A woman who was told in a dream to travel to Soweto to train as a sangoma spent a weekend wandering around with a bundle in her arms asking people to pray for it.
The bundle turned out to be the body of her two-year-old daughter, who she now stands accused of stabbing to death and nearly decapitating.
“Stantia Lee-Ann Tshitsi has already appeared in the Roodepoort magistrate's court. There is an application before the court that she must be sent for psychiatric observation. This application will be heard on November 14. Until then she will remain in custody,” Phindi Louw-Mjonondwane, the National Prosecuting Authority's spokesperson for Gauteng, told TimesLIVE Premium.
While police confirmed her arrest on August 28, Gauteng spokesperson Col Dimakatso Nevhuhulwi said she could not comment further.
The community of Tshepisong in Soweto, where the tragedy played out, was still reeling from what they witnessed.

“She came here on Saturday August 26 with another woman. Tshitsi told me her ancestors ordered her in a dream to come to us and train as a sangoma,” Ayanda Isaac Sibisi, a sangoma in the Shembe Church in Tshepisong, told TimesLIVE Premium.
“Even now, knowing what happened, if I look back there was nothing strange about her. I would never have expected her to do such a cruel thing.”
Sibisi does not do sangoma training on Saturdays and told the woman she had to return on Monday.
“She came back later that day. My father owns the house where we have our church. When Tshitsi returned, she was carrying a bundle that looked like a large pillow. She asked my father to pray on the pillow and wanted to leave it in the house.”
His father sent the woman on her way. On the Monday, Tshitsi walked to a house where one of Sibisi’s brothers stays.

“She wanted to leave the pillow there but my brother refused. She then asked him to help her carry it back to my indumba [house of his ancestors],” Sibisi said.
He was asleep in his mother’s house at the time.
“I woke up and immediately felt something was not right and I rushed to my indumba. When I arrived here I saw the bag lying where you are sitting now. I opened it and this tiny little child slid out like a doll and fell on the floor.”
Sibisi shuddered. “It was horrible. Her head was almost entirely removed.”
He called the police.
“Word started spreading and other community members started arriving before the police. They were very angry and thought we were the ones who hurt the little girl. They threatened to harm us and burn our church.”
Tshitsi was on the property when police arrived after 5pm.
“She became hysterical and screamed that she killed her baby. She shouted that she put a cloth over the baby’s mouth and that she remembers stabbing her child many times in her head, but not that she tried to cut her head off,” Sibisi said.
Another member of the Shembe congregation, Nonhlanhla Manana, took Tshitsi under her wing that weekend.
“On that Saturday she had nowhere to go. I told her she could sleep at my house. I was lying on my bed later that evening when she walked into the room and put the baby on the bed. She then took a continental pillow and put it over her face to smother her,” said Manana, still reeling from shock.
“I jumped up and asked her what she was doing and it was almost as if she woke up with a shock. Tshitsi told me she sometimes put a pillow on her daughter so it would feel like she was holding the child.
“When she was sitting her legs had a nervous jump [twitch]. She never stopped the jumping movement.”
She asked Tshitsi if she was OK. “She said she was nervous because her forefathers told her in a dream that we were going to kill her. Why would we do that? We did not know her at all.”

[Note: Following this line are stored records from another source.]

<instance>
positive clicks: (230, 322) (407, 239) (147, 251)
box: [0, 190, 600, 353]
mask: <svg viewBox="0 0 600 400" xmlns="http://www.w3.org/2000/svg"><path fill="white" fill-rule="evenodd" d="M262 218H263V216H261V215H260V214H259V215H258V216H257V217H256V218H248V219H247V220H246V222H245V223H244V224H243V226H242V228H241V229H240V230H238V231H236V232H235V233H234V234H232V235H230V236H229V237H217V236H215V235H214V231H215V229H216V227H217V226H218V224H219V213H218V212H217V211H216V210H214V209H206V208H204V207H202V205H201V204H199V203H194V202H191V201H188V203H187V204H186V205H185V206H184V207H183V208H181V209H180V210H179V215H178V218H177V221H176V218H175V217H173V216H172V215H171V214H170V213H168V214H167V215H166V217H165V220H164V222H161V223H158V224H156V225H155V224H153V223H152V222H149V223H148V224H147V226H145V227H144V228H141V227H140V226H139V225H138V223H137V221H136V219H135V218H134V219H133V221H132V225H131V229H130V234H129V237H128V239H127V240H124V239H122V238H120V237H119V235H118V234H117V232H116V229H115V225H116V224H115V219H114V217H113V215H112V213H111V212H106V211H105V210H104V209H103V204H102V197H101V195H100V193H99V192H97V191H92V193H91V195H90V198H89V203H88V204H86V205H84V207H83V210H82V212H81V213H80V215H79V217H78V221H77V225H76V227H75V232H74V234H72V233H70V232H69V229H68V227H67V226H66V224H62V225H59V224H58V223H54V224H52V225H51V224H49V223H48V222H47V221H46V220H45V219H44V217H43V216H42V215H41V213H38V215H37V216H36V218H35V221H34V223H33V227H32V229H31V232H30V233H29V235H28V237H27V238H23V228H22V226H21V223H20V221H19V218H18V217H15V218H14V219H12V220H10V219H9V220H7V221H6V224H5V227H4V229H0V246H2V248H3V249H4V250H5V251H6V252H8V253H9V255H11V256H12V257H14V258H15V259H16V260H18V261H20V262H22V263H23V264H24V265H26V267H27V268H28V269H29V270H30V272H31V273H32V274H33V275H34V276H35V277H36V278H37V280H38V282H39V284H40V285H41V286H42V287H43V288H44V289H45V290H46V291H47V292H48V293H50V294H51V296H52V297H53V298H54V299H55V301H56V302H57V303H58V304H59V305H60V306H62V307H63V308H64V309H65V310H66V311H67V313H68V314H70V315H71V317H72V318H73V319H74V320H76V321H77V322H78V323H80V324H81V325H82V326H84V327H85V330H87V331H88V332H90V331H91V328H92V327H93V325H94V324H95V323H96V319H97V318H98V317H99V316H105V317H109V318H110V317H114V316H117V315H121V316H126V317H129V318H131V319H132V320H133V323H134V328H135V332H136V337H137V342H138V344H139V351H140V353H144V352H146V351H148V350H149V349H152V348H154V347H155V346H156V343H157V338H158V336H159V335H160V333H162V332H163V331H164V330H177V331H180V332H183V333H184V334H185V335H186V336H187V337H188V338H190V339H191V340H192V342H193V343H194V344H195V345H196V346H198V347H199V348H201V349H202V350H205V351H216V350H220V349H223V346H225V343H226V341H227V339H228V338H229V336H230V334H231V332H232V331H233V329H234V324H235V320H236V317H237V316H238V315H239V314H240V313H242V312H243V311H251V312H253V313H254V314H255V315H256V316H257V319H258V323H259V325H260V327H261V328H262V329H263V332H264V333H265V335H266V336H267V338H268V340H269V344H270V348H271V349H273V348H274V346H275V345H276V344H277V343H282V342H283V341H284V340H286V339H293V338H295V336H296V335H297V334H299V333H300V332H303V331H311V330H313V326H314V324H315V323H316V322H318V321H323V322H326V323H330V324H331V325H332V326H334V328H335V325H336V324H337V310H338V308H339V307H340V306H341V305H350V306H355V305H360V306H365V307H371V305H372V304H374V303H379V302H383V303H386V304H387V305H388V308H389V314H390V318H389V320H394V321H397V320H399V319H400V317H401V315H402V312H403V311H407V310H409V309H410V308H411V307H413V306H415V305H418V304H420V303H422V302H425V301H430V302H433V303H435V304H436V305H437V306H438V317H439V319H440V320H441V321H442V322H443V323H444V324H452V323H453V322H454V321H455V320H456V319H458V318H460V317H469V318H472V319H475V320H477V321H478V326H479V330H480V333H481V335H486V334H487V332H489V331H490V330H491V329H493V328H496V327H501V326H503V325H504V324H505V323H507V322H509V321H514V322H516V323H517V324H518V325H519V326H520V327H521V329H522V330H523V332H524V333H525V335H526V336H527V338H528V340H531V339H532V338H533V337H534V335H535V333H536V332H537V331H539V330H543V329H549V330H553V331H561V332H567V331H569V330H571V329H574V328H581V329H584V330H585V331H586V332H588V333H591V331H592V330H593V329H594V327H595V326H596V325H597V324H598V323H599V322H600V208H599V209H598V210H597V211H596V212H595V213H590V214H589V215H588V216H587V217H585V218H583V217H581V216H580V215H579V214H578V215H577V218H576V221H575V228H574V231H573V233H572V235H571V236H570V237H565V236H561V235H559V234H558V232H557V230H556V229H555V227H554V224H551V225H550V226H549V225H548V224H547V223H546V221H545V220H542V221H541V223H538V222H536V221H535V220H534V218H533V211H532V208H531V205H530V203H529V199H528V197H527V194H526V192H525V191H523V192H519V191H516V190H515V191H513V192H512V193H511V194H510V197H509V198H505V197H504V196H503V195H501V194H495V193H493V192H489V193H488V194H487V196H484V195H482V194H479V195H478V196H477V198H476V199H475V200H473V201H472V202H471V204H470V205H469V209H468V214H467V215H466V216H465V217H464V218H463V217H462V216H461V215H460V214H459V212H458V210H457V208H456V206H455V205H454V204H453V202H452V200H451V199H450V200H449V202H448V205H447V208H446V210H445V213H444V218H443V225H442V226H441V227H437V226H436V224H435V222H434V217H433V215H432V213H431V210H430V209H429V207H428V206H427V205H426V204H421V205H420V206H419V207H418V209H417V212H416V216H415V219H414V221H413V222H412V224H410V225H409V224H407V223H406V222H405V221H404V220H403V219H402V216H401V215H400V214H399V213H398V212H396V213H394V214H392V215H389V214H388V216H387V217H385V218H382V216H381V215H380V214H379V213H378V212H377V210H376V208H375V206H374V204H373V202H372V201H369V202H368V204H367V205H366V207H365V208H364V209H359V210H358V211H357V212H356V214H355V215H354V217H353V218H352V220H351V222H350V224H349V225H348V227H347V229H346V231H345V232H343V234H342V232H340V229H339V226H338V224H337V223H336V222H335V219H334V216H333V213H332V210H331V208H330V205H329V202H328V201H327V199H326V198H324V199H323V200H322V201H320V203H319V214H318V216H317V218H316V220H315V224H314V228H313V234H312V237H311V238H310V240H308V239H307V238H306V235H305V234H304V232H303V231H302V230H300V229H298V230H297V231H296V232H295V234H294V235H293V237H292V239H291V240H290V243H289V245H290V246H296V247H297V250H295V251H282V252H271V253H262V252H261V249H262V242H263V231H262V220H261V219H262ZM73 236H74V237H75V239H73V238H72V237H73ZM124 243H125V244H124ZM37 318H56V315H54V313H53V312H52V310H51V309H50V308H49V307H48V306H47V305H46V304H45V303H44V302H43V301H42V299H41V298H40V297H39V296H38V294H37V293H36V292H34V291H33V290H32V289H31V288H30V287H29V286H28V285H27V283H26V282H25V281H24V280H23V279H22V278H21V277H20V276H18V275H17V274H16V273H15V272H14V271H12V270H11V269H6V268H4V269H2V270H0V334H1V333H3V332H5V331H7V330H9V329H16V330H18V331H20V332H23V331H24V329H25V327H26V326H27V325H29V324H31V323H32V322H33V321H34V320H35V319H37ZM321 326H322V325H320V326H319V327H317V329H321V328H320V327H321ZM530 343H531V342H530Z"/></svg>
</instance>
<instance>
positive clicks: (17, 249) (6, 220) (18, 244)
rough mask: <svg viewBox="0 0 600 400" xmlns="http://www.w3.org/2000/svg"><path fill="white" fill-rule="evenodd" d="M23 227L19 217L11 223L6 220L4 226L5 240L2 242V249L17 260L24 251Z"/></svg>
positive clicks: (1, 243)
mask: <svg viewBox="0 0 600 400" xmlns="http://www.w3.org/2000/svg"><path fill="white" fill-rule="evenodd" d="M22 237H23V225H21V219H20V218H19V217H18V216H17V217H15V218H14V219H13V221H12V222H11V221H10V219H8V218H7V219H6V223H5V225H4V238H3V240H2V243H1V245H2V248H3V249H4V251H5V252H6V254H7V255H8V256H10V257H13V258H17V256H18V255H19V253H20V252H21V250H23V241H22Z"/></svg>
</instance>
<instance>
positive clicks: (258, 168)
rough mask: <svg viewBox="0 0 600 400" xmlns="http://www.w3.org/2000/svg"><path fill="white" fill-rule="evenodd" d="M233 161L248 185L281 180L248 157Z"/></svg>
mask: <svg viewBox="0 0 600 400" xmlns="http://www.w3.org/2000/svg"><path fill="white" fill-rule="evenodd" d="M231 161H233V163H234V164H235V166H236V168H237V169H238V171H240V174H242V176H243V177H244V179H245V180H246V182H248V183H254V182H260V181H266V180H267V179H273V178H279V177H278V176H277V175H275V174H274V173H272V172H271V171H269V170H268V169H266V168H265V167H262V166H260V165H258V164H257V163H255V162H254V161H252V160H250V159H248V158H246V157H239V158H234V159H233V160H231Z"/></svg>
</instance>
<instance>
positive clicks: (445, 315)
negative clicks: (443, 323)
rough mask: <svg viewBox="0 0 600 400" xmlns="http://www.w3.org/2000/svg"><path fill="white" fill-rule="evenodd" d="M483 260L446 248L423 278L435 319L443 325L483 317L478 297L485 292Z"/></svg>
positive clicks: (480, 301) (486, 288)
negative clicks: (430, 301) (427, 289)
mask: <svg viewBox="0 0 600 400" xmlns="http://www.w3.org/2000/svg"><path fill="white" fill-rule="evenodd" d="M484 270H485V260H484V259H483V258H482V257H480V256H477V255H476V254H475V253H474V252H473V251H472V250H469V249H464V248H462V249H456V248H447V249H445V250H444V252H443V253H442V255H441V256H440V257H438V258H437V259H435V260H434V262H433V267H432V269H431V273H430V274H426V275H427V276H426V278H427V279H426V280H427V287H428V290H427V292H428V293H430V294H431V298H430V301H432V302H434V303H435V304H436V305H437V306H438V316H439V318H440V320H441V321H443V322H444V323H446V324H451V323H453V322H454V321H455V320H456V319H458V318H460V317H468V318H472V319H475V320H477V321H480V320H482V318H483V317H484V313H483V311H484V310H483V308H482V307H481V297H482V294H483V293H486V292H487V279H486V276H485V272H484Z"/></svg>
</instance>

Manana said Tshitsi told her she and her child came from the Eastern Cape.
“She did not say from which town or area. I am very sad about this thing. The little girl was such a beautiful child.”
Hanru Niemand, a clinical psychologist from Cape Town, said he was hesitant to comment on Tshitsi's mental health because he had not examined her himself but she appeared to have suffered from a mental disorder.
The delay in her being sent for observation by the courts is not strange because of a lack of space.
“It is a process and these kinds of facilities sometimes have limited space,” Niemand said.
“Without examining her myself it is difficult to say too much, but in these kinds of infanticides, the killer is seldom a psychopath or garden-variety criminal. This woman appears to be suffering from some serious psychiatric disorders.”
According to the SA Journal of Psychiatry, 75% of people with common mental disorders in SA do not receive any treatment.